Perlethorpe is based in the eastern portion of the parish, lying just to the left of the A614 Blyth to Ollerton road. It was an estate village for workers at Thoresby Hall clustered around a square layout of roads, with a notable church and estate hall.

==== Budby ====

This is 2 miles south west of Perlethorpe. It is a hamlet lying alongside the A616 Newark-Ollerton-Barlborough Road. It too was an estate village associated to Thoresby Hall, and notable for its pink houses used in the limewash used to paint their exteriors.

=== Thoresby Hall ===

The Grade I hall is now a commercial country hotel, but was once the seat of the Pierrepont & Manvers families until the latter part of the 20th century.
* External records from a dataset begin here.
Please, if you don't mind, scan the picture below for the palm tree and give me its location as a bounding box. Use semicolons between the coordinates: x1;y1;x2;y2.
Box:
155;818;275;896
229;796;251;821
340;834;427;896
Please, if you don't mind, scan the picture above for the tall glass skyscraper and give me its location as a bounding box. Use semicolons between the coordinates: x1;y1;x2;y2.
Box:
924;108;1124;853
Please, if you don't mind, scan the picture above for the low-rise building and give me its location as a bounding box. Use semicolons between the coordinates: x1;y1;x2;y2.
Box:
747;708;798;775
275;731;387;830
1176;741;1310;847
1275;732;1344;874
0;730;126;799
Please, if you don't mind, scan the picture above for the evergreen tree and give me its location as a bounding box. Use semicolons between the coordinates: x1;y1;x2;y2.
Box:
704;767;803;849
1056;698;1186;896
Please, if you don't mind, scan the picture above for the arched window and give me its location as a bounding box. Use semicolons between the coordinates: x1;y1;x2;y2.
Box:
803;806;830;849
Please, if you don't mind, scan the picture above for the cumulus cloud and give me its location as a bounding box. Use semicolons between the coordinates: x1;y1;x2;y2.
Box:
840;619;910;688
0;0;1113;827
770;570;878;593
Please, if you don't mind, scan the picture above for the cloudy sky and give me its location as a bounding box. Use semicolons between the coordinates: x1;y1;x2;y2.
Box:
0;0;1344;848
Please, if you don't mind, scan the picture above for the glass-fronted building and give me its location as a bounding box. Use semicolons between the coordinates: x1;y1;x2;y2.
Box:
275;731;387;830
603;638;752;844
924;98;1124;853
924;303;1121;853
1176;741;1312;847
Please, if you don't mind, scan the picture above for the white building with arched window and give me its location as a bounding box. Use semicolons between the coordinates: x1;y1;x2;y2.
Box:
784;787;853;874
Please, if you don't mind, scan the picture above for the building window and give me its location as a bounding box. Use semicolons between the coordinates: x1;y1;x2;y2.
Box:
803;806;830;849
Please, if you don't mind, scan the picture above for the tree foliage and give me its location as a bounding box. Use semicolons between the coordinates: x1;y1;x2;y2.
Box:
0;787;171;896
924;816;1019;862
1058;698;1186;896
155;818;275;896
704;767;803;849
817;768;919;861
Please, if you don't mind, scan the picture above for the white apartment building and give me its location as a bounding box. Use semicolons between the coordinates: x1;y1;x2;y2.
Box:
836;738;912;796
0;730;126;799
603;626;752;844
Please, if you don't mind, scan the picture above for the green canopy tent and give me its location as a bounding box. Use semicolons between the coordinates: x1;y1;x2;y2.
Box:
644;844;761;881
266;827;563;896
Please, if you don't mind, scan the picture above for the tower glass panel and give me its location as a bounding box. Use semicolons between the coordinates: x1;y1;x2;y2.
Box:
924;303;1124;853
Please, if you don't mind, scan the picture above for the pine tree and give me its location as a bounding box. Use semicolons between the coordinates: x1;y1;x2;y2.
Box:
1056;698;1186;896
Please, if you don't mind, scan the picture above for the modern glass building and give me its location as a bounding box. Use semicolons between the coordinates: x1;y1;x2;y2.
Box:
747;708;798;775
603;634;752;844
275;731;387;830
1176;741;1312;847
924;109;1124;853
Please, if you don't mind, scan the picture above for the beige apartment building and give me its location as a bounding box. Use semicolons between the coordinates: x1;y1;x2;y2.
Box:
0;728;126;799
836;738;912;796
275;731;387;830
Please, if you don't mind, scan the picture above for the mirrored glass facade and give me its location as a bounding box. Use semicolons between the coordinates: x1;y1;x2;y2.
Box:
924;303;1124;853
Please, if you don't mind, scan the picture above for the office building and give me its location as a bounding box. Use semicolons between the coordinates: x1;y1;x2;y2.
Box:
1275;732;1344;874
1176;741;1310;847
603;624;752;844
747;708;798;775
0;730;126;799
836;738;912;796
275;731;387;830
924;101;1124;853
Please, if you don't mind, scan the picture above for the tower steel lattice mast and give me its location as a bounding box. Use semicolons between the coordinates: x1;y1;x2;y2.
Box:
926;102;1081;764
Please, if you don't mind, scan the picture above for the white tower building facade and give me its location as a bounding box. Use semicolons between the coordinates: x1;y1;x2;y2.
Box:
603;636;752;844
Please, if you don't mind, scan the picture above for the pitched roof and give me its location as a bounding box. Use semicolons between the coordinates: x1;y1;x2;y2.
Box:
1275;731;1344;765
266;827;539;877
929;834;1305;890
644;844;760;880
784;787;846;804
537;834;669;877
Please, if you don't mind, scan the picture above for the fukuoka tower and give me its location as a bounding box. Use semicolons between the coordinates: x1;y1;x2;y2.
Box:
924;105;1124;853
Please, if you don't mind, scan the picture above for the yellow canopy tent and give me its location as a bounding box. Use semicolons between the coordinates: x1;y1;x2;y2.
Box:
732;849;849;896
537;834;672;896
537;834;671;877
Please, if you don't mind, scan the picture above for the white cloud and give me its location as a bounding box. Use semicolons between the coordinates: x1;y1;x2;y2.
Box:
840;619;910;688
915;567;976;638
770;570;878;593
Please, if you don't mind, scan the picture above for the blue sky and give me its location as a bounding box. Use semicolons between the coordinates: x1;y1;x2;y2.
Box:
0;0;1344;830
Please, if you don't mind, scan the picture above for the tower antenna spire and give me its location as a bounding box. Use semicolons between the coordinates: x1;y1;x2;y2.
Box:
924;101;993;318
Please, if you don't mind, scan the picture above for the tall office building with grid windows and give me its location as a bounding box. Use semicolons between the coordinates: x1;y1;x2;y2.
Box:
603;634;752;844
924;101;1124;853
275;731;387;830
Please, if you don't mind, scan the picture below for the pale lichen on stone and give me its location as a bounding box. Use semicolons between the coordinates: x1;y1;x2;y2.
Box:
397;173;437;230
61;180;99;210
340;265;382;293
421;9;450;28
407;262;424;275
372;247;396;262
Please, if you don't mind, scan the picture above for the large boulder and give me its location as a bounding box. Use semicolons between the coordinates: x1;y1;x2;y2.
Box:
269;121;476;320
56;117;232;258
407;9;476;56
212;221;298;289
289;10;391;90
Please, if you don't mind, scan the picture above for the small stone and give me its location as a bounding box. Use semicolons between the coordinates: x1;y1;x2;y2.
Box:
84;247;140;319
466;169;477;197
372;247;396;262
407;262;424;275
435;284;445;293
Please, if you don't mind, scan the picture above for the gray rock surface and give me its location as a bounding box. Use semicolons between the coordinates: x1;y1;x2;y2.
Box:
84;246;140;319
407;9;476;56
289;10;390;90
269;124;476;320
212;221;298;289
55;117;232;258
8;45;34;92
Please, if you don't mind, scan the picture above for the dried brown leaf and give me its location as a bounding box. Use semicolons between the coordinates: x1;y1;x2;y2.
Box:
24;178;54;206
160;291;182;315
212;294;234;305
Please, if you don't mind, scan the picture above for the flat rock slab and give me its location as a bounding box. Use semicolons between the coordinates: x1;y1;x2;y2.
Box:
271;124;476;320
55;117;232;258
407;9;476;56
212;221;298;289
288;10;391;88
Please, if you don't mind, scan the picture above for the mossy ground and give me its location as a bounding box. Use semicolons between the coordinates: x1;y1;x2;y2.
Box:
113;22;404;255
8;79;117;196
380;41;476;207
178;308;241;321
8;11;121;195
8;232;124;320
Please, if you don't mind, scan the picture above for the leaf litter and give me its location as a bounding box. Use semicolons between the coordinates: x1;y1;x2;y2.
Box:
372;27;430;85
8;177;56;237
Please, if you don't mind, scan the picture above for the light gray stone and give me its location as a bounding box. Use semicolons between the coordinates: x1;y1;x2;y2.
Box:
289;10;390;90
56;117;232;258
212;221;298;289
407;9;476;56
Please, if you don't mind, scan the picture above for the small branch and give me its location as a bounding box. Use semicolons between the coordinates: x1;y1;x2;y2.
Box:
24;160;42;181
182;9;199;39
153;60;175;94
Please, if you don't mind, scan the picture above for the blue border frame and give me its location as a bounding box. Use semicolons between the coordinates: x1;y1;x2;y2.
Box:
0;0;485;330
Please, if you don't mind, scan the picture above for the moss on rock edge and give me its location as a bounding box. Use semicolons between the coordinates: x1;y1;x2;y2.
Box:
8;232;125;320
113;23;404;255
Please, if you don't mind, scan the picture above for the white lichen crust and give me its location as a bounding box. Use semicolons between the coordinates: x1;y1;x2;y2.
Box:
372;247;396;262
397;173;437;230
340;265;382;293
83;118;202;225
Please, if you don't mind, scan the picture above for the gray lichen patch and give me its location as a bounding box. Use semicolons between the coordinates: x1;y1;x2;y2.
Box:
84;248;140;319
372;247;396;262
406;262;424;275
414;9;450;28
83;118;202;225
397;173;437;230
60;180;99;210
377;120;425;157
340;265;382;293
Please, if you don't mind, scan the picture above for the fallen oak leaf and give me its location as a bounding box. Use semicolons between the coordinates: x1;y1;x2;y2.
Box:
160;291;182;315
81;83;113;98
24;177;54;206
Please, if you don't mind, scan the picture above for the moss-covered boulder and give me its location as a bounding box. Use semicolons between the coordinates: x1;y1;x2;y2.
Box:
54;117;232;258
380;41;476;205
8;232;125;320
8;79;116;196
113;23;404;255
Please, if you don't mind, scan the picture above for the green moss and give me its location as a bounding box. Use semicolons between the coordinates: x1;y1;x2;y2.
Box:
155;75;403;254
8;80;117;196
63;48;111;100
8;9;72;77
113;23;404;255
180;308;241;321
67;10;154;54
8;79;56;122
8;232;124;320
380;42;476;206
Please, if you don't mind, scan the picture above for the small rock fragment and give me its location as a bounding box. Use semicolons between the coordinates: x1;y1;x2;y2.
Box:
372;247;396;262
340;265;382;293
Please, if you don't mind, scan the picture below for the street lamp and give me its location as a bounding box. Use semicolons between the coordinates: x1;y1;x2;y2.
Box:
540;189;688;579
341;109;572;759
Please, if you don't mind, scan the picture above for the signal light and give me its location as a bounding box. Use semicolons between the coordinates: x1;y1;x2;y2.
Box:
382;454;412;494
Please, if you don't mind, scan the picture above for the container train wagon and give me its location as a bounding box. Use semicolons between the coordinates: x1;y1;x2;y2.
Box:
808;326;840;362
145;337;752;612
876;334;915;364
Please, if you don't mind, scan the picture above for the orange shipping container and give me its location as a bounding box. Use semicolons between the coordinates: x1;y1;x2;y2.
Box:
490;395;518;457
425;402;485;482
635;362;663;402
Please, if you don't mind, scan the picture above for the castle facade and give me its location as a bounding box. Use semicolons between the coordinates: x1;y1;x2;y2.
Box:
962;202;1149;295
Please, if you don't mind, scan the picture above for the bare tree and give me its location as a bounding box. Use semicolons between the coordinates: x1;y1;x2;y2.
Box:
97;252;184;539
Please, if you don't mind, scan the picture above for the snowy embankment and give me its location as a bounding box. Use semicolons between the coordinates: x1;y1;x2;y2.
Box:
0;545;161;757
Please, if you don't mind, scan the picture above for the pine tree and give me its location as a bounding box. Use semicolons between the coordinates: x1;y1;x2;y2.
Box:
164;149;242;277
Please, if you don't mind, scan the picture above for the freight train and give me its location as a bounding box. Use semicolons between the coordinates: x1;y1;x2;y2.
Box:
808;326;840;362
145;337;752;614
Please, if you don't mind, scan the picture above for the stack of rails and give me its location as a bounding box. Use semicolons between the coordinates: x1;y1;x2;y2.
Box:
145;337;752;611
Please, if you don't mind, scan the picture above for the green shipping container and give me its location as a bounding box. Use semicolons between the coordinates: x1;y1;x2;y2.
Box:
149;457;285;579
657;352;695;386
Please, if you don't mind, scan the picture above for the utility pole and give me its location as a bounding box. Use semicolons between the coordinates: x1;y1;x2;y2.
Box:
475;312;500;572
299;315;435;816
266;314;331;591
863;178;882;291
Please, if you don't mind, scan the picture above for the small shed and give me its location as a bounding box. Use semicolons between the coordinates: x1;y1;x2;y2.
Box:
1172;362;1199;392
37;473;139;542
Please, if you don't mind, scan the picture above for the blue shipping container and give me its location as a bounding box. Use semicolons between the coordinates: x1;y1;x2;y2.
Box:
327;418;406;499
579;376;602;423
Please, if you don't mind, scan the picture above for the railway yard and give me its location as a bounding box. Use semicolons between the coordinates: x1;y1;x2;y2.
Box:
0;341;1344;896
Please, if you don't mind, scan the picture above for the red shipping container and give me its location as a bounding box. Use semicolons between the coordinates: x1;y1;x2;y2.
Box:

The estate through a trust still maintain nearby amenities such as the nearby courtyard, stables, parkland and forestry.

=== Landscape ===
The area of the parish is traditionally part of Sherwood Forest, and it still maintains much forested land, notably the historical Bilhaugh and Birklands forests in the south. Budby North and South Forests take up the west portion of the parish. Thoresby Park with some landscaped areas and farmland take up the central portion, with the southern reaches of Clumber Park in the north.

Predominantly, many of the parish residents are clustered around the villages. Outside of these is a scattering of farms, farmhouses and cottages amongst the wider rural forested setting.

The Robin Hood Way long distance path runs along the western and eastern boundaries of the parish.

==== Water features ====
Two watercourses run through the area:
- River Meden which splits off within the area to the tributary:
- Riven Maun
The Thoresby Lake near the hall was created by damming the Meden.

==== Land elevation ====
The parish is relatively low-lying. The land height varies from 35 m by the River Meden meeting the north eastern parish boundary, to 95 m in the south west area by Hanger Hill.

== Facilities ==
The Thoresby Estate is a family trust who maintain ownership of all the land and facilities within the parish. They manage several locations such as:
- The Thoresby Hall courtyard, which maintains craft shops and a gallery.
- Sherwood Hideway, which is an old World War II army camp converted into a local holiday village, consisting of several lodges hired out for short breaks. There is access to various local activities and amenities.
- A solar farm is based in the Budby North Forest, along with other local environmental schemes and initiatives.